Quote:
Originally Posted by L00t
I really liked this point. And thanks for the great post.
In reference to your K8 hand above, my problems begin when those isos stop getting respect and people start calling your cbets and double barrels thereby forcing you to TAG it up again from being LAG, but in the process you quickly lose half a buyin trying to b/b/b.
Here you are evidencing a basic misunderstanding of lag play. The essence of good lag play is not bet, bet, bet. The essence of good lag play is the successful c-bet.
A good lag knows, just as well as a good tag, that most triple barrel bluffs are spew. (H/T to "Building a bankroll,;" the exact quote from that book is "triple barrel bluffs, by default, are spew").
The idea behind good lag play is to collect the easy, nearly dead, money, not to try to bluff everybody off the fourth nuts by representing the nuts.
The perfect isolation play is: he limps KJ, you iso with K8, the flop comes down A94, he checks, you bet and he folds. When he has AJ there, it's not "lag" to go bet, bet, bet. Ordinarily, it's just dumb.
Good lags usually have it when the pot starts to get big.

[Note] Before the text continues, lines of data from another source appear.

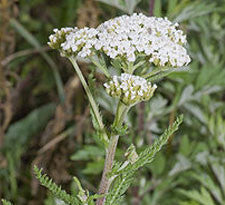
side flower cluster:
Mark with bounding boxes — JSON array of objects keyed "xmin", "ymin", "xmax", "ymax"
[
  {"xmin": 104, "ymin": 73, "xmax": 157, "ymax": 106},
  {"xmin": 49, "ymin": 13, "xmax": 190, "ymax": 67}
]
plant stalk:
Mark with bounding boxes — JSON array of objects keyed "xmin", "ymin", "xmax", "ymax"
[
  {"xmin": 96, "ymin": 101, "xmax": 129, "ymax": 205},
  {"xmin": 70, "ymin": 58, "xmax": 109, "ymax": 144}
]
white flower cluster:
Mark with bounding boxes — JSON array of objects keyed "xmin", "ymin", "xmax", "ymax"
[
  {"xmin": 104, "ymin": 73, "xmax": 157, "ymax": 105},
  {"xmin": 48, "ymin": 27, "xmax": 74, "ymax": 49},
  {"xmin": 61, "ymin": 27, "xmax": 98, "ymax": 58},
  {"xmin": 48, "ymin": 27, "xmax": 98, "ymax": 58},
  {"xmin": 49, "ymin": 13, "xmax": 190, "ymax": 67},
  {"xmin": 95, "ymin": 13, "xmax": 190, "ymax": 67}
]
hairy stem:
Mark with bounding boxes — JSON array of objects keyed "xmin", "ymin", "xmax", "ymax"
[
  {"xmin": 96, "ymin": 102, "xmax": 129, "ymax": 205},
  {"xmin": 70, "ymin": 58, "xmax": 109, "ymax": 143}
]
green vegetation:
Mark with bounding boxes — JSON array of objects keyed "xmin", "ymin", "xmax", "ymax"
[{"xmin": 0, "ymin": 0, "xmax": 225, "ymax": 205}]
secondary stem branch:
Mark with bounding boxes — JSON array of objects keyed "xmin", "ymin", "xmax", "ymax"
[
  {"xmin": 96, "ymin": 102, "xmax": 129, "ymax": 205},
  {"xmin": 70, "ymin": 58, "xmax": 108, "ymax": 145}
]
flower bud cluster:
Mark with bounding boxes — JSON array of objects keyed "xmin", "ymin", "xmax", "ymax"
[
  {"xmin": 104, "ymin": 73, "xmax": 157, "ymax": 106},
  {"xmin": 48, "ymin": 27, "xmax": 77, "ymax": 49},
  {"xmin": 61, "ymin": 27, "xmax": 98, "ymax": 58},
  {"xmin": 49, "ymin": 13, "xmax": 190, "ymax": 67},
  {"xmin": 95, "ymin": 13, "xmax": 190, "ymax": 67}
]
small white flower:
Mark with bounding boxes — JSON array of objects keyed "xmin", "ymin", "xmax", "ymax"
[
  {"xmin": 48, "ymin": 13, "xmax": 190, "ymax": 67},
  {"xmin": 104, "ymin": 73, "xmax": 157, "ymax": 105}
]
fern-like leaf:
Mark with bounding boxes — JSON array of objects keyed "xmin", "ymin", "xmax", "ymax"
[
  {"xmin": 34, "ymin": 166, "xmax": 81, "ymax": 205},
  {"xmin": 118, "ymin": 115, "xmax": 183, "ymax": 174},
  {"xmin": 106, "ymin": 115, "xmax": 183, "ymax": 205}
]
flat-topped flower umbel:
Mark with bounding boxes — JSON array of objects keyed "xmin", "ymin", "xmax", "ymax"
[
  {"xmin": 104, "ymin": 73, "xmax": 157, "ymax": 106},
  {"xmin": 49, "ymin": 13, "xmax": 190, "ymax": 67},
  {"xmin": 36, "ymin": 14, "xmax": 190, "ymax": 205}
]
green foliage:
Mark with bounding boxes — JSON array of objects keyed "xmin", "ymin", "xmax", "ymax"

The style you are trying to emulate thinking it is "lag" is more accurately described as "maniac" or "aggrotard". It is a highly flawed style that is way too weak, and is usually nearly dead money against a genuinely skilled Tag player. The thing about it, though, is it sometimes appears to work, because there are relatively few skilled players at LLSNL, and only a fraction of them actually play a Tag style.
QuadJ made a good point in this thread about the importance of patience. Live players are susceptible to a variety of leaks that all stem from their impatience with the slow pace of live poker. With aggressive players of any description, their sort of global leak can best be described as "trying to win every pot they enter." Live players are generally much worse than online players in knowing when the best play is to just cut your losses and give up on a hand. This is why you see people doing insane things like 3 betting 77 OTB when there's a raise and three calls ahead of them. This is why the typical live lag builds so many big pots with air or marginal holdings and wind up with a river range heavily weighted toward air.
It's a giant leak, and one you'll need to plug in order to open up your range and make money, rather than losing it.
When I was coaching online, a fantastic win rate with an isolation range was about 1bb per hand. For a button steal, it was a little lower. What good lags understood about those situations was that the math of how often people make a hand dictates that there is a tiny per hand profit to be made from the fact that when you are HU, your opponent out flops you only a minority of the time. So, in position with initiative, you should win when both of you miss, you should win and maximize value when you out flop him, and you should use your position to lose the minimum when he out flops you. Done correctly, it yields a big blind on average per hand.
Button stealing, much less important live than online, works in pretty much the same way.
Those maniacs you see bombing the pot so often are doing that because they don't know what else to do. You don't want to be emulating those guys, you want to be taking their money.